1973 - when I started asking questions, like, "Why are we all dressed so funny?"

Sunday, January 10, 2016

J.L. Gaddis, The Cold War

Got Love? Strangelove?

Hello, Dimitri?
John Lewis Gaddis' The Cold War: A New History is a nice thematic introduction to the subject. If one is hung-up on chronology, this is not your book. But if you enjoy an author taking themes and weaving them in and out, then Gaddis is for you.

Video and Music Ideas for Teaching the Cold War 

I previously mentioned a couple of Twilight Zone episodes that would be suitable for this era. I didn't mention two real obvious additional choices: "The Shelter" deals with how neighbors and friends treat each other when shelter grows scarce once the Russians launch an attack on the U.S. More about the nature of the human heart and how people deal with crises and our human limits, but the bomb shelter is a nice background.  "Time Enough at Last" is really not about the Cold War or a nuclear holocaust at all but about what makes life ultimately worth living. Fans of J.P. Sartre may be saddened to see his "hell is other people" remark get turned on its head, but others may love the poetic justice. Man does not live by bread (or books) alone.

Video Clips (tbd)

Here's one I haven't found on YouTube: From Whit Stillman's Barcelona: The scene where Lt.(jg) Fred Boynton discovers that there is anti-NATO sentiment in Spain and asks, What are they for? Soviet troops racing across Europe, eating the croissants?  Pure genius!

Music 

Coming in at just over 8 minutes The Waterboys' "Red Army Blues" is a heart-breaking but eye-opening narrative about a Russian lad who enlists to fight the Huns and is eventually shipped to Siberia and work and rot -- "all because Comrade Stalin says we've become too 'Westernized'"
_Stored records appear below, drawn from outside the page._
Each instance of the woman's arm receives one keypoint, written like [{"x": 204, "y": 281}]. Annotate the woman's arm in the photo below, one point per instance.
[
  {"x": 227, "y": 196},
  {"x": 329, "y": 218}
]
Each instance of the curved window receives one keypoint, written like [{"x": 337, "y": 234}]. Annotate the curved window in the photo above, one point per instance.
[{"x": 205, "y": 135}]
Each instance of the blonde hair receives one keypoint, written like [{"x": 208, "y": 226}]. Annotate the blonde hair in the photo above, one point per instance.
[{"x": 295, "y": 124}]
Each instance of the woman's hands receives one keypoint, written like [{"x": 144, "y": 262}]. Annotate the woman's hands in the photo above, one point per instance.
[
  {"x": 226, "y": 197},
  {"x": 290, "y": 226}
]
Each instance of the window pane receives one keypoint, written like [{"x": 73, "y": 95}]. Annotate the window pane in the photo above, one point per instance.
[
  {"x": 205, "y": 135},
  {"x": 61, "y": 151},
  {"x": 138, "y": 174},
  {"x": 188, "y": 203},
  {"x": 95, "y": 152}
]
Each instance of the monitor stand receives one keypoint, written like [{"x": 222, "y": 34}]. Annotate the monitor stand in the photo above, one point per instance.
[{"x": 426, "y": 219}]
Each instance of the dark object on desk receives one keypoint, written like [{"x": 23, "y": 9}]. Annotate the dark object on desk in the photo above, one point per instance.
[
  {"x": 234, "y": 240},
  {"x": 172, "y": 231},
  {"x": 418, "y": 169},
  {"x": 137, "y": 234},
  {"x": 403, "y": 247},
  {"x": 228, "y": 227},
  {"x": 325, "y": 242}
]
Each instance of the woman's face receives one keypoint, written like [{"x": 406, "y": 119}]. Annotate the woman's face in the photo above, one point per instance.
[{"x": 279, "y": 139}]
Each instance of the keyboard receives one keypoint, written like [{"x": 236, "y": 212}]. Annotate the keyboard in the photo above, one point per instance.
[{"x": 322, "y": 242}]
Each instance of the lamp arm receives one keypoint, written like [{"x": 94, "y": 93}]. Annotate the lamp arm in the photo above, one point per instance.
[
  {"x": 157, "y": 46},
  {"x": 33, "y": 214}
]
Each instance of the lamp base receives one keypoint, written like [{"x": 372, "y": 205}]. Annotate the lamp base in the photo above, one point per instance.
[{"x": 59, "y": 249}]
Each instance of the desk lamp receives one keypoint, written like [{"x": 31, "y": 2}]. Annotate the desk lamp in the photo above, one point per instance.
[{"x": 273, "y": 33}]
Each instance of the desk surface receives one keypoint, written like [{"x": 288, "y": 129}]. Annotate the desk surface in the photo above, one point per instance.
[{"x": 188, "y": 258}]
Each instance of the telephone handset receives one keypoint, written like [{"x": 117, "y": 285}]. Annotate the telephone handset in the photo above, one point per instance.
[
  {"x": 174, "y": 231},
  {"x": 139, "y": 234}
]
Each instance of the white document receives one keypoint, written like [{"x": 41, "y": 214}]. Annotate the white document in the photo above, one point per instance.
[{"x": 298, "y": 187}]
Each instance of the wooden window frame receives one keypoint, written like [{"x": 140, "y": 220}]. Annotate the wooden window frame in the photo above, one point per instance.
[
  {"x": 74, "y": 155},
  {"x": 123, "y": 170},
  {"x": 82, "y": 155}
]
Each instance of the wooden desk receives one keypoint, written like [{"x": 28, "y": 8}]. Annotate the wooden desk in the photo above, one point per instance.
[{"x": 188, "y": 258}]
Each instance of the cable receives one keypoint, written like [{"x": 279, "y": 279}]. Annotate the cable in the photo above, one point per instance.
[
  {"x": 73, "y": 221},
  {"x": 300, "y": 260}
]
I would be remiss in not including the Sex Pistols' "Holidays in the Sun" which though convoluted is interesting with its references to going over the Berlin Wall. Then there's The Call's "War Weary World" which is much deeper than the peppy music would imply.  Or one that the "rads" in erstwhile West Germany seemed to love: Nena's "99 Luftballons" (which loses some but not much of its pathos the English version). 

For lovers of the surreal: Camper Van Beethoven, "Sweethearts".  Who can resist a song that mentions Dixon (CA)? And finally, U2's "Seconds."